7 Troubleshooting ASAP

This chapter provides troubleshooting information for Oracle Communications ASAP.

Overview of Troubleshooting ASAP

As an ASAP system administrator, you can perform the following tasks:

Troubleshooting Checklist

When any problems occur, it is best to do some troubleshooting before you contact Oracle Global Support:

You know your installation better than Oracle Global Support does. You know if anything in the system has been changed, so you are more likely to know where to look first.
Troubleshooting skills are important. Relying on Global Support to research and solve all of your problems prevents you from being in full control of your system.

If you have a problem with your Product system, ask yourself these questions first, because Oracle Global Support will ask them of you:

What exactly is the problem? Can you isolate it? For example, if it is a problem with an application, does it occur on one instance of the application, or all instances?
Oracle Global Support needs a clear and concise description of the problem, including when it began to occur.
What do the log files say?
This is the first thing that Oracle Global Support asks for. Check the error log for the Product component you're having problems with.
Have you read the documentation?
Look through the list of common problems and their solutions in Diagnosing some common problems with Product.
Has anything changed in the system? Did you install any new hardware or new software?

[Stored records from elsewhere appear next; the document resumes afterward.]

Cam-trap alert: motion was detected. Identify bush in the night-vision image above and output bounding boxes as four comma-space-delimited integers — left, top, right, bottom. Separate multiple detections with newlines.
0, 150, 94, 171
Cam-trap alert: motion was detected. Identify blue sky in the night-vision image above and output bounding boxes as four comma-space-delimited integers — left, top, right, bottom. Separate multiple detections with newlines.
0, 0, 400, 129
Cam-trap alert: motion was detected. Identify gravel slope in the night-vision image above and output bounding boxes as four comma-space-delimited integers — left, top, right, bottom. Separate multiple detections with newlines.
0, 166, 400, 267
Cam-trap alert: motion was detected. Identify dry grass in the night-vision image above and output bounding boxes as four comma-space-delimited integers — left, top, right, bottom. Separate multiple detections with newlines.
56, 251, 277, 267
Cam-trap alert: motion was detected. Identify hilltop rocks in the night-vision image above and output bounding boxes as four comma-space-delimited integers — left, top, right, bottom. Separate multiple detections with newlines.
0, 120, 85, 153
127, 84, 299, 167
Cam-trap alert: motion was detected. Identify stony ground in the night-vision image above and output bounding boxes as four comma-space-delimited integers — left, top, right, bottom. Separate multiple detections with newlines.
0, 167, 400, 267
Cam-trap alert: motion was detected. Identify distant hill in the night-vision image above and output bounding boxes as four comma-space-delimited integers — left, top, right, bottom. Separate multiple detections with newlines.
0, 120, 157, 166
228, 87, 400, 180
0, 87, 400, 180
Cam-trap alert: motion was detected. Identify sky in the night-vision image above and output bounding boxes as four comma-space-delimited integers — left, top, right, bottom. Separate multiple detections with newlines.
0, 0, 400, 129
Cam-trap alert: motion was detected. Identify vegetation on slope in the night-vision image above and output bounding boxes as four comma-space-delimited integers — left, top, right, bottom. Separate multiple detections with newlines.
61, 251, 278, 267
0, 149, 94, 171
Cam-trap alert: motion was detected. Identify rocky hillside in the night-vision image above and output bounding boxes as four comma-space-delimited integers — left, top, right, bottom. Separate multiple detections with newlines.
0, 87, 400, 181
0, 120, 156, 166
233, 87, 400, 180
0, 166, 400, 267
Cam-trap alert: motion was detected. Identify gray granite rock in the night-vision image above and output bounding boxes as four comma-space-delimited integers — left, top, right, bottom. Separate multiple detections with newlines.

Did the network change in any way?
Have you read the Release Notes?
The Release Notes include information about known problems and runarounds.
Does the problem resemble another one you had previously?
Has your system usage recently jumped significantly?
Is the system otherwise operating normally?
Has response time or the level of system resources changed?
Are users complaining about additional or different problems?
Can you run clients successfully?
Are any other processes on the system hardware functioning normally?

If you still can't resolve the problem, contact Oracle Global Support as described in "Getting Help with ASAP Problems".

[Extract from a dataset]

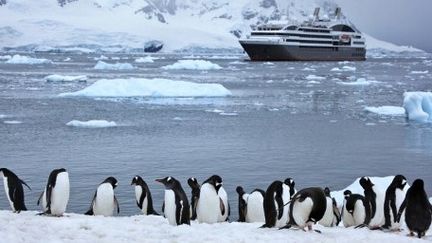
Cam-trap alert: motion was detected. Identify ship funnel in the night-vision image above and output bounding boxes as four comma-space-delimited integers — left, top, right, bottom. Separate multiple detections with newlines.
314, 8, 319, 19
335, 7, 342, 19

Using Error Logs to Troubleshoot ASAP

ASAP error log files provide detailed information about system problems. If you're having a problem with ASAP, look in the log files.

Log files include errors that need to be managed, as well as errors that do not need immediate attention (for example, invalid login attempts). To manage log files, you should make a list of the important errors for your system, as opposed to errors that do not need immediate attention.

Understanding Error-Message Syntax

For more information about error message syntax, see "About Log Files".

Collecting Diagnostic Information

For more information about collecting diagnostic information, see "About Diagnostic Files".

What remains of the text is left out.